W wyniku aborcji od 1 stycznia do 1 maja br. na świecie zginęło 14,2 miliona dzieci. Łączna liczba ofiar koronawirusa a także chorób malarii, raka, ofiar ruchu drogowego i głodu, czy samobójstw jest na świecie znacznie mniejsza niż dzieci zabijanych w wyniku aborcji.
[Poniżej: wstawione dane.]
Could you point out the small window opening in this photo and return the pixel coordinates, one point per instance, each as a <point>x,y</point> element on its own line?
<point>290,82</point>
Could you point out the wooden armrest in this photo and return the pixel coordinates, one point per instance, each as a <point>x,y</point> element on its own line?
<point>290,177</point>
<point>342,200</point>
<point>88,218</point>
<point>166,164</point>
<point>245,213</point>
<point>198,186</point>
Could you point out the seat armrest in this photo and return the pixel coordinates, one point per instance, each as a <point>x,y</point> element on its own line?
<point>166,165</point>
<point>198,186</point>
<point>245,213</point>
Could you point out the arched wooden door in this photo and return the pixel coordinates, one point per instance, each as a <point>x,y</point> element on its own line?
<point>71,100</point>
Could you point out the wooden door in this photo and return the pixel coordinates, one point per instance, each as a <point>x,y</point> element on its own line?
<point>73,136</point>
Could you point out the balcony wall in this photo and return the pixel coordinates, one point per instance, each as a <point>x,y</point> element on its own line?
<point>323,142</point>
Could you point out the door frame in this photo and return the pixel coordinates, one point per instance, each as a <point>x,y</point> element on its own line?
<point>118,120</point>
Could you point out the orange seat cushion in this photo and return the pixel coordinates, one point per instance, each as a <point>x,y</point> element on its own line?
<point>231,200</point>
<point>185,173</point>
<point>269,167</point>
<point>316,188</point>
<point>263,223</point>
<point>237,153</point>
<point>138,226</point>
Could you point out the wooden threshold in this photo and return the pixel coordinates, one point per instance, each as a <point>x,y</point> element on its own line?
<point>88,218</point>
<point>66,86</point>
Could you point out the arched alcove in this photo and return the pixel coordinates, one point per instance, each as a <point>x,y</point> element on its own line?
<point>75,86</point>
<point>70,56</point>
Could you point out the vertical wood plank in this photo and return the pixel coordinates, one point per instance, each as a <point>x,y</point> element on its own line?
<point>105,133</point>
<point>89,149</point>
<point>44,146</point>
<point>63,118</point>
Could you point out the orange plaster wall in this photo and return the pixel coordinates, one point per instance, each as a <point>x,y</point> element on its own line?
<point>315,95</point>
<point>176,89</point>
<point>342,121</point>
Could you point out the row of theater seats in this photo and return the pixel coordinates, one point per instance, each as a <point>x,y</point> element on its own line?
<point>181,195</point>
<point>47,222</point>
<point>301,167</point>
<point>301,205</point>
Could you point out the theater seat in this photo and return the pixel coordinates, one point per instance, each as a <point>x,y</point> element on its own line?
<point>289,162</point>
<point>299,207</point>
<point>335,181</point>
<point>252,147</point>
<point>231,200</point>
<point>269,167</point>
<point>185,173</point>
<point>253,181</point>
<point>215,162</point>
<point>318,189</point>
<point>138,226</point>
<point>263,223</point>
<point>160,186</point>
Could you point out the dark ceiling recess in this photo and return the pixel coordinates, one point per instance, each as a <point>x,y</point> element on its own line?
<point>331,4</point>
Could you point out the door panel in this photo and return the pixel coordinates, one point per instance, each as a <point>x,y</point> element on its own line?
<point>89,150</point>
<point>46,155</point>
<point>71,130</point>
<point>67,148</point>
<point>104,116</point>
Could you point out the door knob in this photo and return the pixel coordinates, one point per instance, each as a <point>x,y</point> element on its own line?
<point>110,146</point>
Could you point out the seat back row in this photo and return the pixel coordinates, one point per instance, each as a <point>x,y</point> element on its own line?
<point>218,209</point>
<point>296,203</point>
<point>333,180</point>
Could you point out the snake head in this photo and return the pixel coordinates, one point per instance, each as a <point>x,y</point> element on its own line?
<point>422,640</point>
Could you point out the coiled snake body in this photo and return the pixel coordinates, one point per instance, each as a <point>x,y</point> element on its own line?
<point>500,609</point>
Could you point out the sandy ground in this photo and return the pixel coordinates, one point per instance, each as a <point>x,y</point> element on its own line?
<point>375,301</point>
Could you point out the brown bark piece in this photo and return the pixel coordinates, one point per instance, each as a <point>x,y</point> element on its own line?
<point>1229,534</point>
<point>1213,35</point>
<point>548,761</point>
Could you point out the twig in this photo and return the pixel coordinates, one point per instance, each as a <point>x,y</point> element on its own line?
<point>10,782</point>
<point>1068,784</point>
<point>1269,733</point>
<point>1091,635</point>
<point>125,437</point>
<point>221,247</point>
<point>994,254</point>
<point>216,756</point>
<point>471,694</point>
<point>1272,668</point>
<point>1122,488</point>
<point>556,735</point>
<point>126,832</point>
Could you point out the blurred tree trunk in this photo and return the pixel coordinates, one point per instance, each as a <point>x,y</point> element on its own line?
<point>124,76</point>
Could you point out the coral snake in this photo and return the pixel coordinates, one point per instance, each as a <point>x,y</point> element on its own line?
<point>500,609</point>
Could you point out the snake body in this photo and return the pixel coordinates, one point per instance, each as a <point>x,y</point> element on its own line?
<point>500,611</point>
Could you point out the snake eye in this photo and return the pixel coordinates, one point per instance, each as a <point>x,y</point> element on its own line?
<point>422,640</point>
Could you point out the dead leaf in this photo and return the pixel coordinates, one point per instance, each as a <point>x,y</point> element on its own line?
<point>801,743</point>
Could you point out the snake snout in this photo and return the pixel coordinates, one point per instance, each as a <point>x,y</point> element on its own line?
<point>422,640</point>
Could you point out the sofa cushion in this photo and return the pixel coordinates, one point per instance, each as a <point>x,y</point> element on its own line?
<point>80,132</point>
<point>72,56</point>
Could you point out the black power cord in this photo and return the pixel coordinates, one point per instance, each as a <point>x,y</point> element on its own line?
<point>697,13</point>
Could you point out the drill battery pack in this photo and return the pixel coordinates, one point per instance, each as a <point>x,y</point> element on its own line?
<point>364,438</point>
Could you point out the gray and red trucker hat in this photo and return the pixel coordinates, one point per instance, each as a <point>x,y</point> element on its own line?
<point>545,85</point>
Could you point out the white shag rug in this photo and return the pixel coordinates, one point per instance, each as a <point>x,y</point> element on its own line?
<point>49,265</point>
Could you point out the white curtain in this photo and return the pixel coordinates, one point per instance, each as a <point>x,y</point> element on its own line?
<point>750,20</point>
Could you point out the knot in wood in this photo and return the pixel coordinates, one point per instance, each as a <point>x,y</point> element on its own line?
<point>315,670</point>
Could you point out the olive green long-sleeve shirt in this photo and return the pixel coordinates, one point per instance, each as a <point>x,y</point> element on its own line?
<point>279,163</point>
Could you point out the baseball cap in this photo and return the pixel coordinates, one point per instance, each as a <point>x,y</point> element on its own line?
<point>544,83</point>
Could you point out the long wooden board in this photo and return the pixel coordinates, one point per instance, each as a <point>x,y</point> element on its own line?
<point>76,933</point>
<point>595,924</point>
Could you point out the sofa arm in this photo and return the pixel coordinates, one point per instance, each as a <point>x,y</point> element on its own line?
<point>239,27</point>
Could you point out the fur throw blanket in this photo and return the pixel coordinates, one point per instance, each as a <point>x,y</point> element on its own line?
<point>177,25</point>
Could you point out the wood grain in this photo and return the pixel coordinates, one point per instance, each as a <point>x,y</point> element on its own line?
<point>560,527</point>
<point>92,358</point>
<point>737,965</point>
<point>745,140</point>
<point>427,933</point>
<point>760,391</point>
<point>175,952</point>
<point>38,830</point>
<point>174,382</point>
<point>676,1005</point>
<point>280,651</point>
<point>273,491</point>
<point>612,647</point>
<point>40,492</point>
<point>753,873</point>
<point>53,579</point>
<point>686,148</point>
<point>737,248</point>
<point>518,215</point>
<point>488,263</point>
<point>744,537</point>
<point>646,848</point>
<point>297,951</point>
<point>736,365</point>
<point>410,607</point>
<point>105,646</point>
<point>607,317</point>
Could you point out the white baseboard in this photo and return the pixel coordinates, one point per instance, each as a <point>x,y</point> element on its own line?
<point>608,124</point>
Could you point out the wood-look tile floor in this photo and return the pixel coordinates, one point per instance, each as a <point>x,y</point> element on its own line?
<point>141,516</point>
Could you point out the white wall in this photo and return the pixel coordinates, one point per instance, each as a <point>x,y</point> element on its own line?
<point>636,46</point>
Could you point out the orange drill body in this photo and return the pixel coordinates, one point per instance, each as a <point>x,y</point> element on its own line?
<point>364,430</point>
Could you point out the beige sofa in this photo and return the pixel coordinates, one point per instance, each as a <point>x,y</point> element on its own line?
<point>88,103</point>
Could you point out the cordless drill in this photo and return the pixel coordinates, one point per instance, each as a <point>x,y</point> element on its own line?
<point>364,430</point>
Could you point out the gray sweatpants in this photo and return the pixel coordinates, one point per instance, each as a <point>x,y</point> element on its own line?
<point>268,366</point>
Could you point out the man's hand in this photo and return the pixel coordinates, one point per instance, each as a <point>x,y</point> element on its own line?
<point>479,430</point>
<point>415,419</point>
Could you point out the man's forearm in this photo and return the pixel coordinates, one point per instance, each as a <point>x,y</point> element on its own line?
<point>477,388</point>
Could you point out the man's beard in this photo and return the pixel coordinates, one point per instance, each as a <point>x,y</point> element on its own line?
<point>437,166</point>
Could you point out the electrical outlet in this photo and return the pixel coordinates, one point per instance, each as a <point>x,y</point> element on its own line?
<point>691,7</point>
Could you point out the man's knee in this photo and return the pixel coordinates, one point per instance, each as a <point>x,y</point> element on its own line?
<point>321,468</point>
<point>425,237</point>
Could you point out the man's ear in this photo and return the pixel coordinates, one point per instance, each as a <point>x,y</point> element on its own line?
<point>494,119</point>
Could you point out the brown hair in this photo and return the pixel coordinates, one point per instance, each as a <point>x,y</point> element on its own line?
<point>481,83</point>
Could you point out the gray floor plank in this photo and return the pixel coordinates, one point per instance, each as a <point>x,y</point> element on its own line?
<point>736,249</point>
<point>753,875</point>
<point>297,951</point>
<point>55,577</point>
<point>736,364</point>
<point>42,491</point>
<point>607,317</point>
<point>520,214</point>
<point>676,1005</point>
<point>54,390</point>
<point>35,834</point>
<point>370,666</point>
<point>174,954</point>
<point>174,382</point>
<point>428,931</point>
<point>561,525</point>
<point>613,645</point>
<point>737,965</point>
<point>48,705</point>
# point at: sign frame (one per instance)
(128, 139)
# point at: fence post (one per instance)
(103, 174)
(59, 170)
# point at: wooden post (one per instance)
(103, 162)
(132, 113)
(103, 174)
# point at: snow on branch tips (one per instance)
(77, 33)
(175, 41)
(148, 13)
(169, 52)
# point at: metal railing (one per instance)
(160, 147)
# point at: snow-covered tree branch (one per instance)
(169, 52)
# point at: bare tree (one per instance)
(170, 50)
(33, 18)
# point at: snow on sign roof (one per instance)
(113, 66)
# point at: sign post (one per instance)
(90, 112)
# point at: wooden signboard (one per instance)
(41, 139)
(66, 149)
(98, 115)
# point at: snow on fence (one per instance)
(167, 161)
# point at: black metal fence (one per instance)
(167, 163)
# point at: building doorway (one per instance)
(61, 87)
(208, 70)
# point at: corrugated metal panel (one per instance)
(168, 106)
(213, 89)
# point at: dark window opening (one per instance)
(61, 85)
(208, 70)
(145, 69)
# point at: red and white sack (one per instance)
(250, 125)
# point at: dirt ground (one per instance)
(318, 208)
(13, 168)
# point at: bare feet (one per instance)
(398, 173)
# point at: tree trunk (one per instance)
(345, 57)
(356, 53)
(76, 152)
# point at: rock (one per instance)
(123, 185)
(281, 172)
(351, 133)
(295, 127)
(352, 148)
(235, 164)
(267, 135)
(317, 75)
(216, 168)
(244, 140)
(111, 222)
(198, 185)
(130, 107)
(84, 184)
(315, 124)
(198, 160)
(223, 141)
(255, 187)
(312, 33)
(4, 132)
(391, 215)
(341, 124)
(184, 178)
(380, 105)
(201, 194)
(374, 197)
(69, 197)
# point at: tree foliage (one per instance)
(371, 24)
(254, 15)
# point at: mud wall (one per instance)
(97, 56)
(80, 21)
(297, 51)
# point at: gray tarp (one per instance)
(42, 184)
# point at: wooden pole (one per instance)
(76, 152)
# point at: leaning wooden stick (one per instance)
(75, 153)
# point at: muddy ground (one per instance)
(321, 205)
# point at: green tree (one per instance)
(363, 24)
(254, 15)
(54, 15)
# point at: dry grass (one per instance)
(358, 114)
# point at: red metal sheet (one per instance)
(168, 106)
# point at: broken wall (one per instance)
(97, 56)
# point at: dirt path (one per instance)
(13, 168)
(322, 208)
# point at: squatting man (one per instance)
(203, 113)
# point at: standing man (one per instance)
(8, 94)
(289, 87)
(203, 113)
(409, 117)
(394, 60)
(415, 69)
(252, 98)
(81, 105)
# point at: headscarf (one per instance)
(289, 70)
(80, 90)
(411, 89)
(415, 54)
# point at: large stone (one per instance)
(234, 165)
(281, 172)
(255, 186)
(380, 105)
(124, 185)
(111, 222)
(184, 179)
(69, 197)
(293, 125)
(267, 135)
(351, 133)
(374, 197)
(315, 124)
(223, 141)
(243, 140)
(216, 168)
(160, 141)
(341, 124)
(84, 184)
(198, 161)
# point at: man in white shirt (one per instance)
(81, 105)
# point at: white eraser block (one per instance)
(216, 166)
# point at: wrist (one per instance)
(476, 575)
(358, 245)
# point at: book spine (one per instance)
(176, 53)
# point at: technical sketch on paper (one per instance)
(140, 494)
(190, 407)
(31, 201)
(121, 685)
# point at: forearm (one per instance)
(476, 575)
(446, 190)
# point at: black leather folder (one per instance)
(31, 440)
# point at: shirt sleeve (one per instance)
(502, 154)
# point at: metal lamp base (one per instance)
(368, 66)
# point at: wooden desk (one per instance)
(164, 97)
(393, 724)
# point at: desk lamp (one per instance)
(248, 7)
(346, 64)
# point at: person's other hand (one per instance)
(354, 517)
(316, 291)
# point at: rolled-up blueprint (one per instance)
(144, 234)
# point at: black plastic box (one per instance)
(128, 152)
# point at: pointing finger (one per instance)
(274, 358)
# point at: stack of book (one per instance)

Na skutek koronawirusa od 1 stycznia do 1 maja na świecie zmarło 237 469 osób a na malarię 327 267. Kolejne 357 785 osób popełniło samobójstwo. W wyniku wypadków drogowych życie straciło 6 922 008 osób. Inne choroby zakaźne pociągnęły za sobą śmierć blisko 4 331 251 osób. W sumie daje to liczbę 12 175 780 ofiar. Te przerażające dane podał hiszpański katolicki portal internetowy ForumLibertas.com, który oparł się na badaniach przedstawionych przez ONZ.
Należy także zwrócić uwagę, że liczba wykonywanych aborcji może przekraczać oficjalne dane, gdyż pod pretekstem zwalczania skutków rozprzestrzeniania się pandemii koronawirusa, agendy ONZ promowały aborcję farmakologiczną bez konieczności wizyty w szpitalu czy w ośrodku zdrowia.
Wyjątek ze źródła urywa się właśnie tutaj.